At this stage, we have an openai-compatible compatible backend with a model named gpt-agent, running on http://127.0.0.1:8000/. The Streamlit application will send requests to this backend.

Step 4:

Finally, we can proceed with building a chatbot UI:

# app.py
import streamlit as st
from openai import OpenAI

st.title("🦊 Agent")

# provide any string as an api_key parameter
client = OpenAI(base_url="http://127.0.0.1:8000", api_key="123")

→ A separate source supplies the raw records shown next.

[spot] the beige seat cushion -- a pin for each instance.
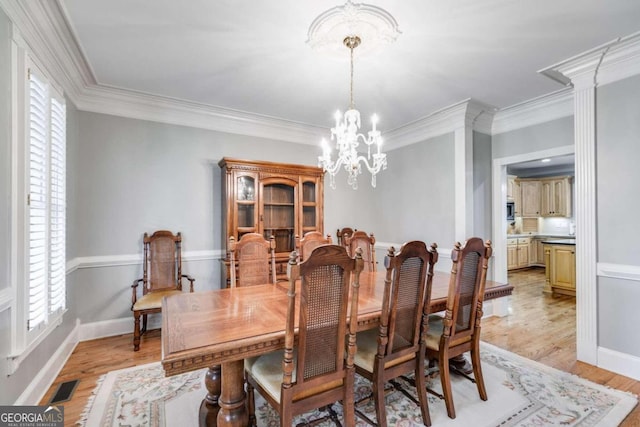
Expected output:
(367, 342)
(152, 300)
(266, 370)
(434, 333)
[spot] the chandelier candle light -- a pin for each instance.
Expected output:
(354, 19)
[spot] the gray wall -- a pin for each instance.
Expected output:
(132, 176)
(618, 184)
(414, 200)
(482, 209)
(556, 133)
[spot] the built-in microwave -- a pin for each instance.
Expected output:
(511, 211)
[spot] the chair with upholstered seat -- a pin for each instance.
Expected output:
(309, 242)
(397, 346)
(459, 330)
(318, 371)
(162, 276)
(360, 239)
(252, 260)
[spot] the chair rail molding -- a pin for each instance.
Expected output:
(619, 271)
(135, 259)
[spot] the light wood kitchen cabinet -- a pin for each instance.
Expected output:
(560, 272)
(514, 193)
(536, 252)
(518, 252)
(530, 198)
(555, 197)
(273, 199)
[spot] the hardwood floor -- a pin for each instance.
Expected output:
(540, 327)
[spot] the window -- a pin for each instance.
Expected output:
(46, 119)
(38, 204)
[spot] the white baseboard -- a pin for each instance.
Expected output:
(620, 363)
(36, 390)
(109, 328)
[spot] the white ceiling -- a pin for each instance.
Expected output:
(252, 55)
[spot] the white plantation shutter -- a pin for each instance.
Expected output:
(46, 137)
(57, 294)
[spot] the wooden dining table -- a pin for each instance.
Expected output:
(218, 329)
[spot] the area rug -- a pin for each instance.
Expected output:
(521, 393)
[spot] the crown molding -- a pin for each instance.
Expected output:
(538, 110)
(468, 112)
(125, 103)
(607, 63)
(44, 28)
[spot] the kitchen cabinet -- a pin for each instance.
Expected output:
(555, 197)
(536, 252)
(514, 193)
(530, 198)
(518, 252)
(560, 272)
(544, 197)
(273, 199)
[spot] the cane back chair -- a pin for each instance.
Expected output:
(360, 239)
(397, 346)
(252, 260)
(319, 370)
(162, 276)
(459, 330)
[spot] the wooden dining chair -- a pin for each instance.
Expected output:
(162, 276)
(252, 260)
(341, 234)
(459, 330)
(309, 242)
(360, 239)
(397, 346)
(319, 370)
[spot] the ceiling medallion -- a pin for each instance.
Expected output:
(354, 26)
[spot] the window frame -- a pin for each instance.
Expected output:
(23, 340)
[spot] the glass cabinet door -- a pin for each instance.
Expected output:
(245, 189)
(309, 207)
(279, 216)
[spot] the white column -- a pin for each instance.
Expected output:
(585, 213)
(463, 140)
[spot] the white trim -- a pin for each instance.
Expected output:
(136, 259)
(620, 363)
(542, 109)
(446, 120)
(607, 63)
(113, 327)
(37, 388)
(6, 298)
(619, 271)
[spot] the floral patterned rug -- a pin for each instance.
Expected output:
(521, 393)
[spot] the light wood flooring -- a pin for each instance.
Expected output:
(540, 327)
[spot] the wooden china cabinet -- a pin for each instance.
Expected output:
(273, 199)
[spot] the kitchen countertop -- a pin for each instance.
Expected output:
(542, 236)
(559, 242)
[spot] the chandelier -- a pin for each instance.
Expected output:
(348, 23)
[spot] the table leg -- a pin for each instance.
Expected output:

if "openai_model" not in st.session_state:
    st.session_state["openai_model"] = "gpt-agent"
if "messages" not in st.session_state:
    st.session_state.messages = []

for message in st.session_state.messages:
    avatar = "🦊" if message["role"] == "assistant" else "👤"
    with st.chat_message(message["role"], avatar=avatar):
        st.markdown(message["content"])

if prompt := st.chat_input("How can I assist you today?"):
    st.session_state.messages.append({"role": "user", "content": prompt})
    with st.chat_message("user", avatar="👤"):
        st.markdown(prompt)

    with st.chat_message("assistant", avatar="🦊"):
        stream = client.chat.completions.create(
            model=st.session_state["openai_model"],
            messages=[
                {"role": m["role"], "content": m["content"]}
                for m in st.session_state.messages
            ],
            stream=False,
        )
        response = st.write_stream((i for i in stream.choices[0].message.content))
    st.session_state.messages.append({"role": "assistant", "content": response})

Run the application:

streamlit run app.py

🎉 We have successfully developed an agent that is augmented with the technical documentation of several newly released generative models, and can retrieve information from these documents if necessary. To assess the agent's ability to decide when to call the retrieve function and its effectiveness in retrieving data from external sources, we can pose some questions about the documents provided. As you can see below, the agent generated correct responses to these questions:

Dingo Agent

Conclusion

In this tutorial, we have developed a RAG agent that can access external knowledge bases and retrieve data from them if needed. Unlike a "naive" RAG pipeline, the agent can selectively decide whether to access the external data, which data source to use (and how many times), and how to rewrite the user's query before retrieving the data. This approach allows the agent to provide more accurate and relevant responses, while the high-level pipeline logic remains as simple as of a "naive" RAG pipeline.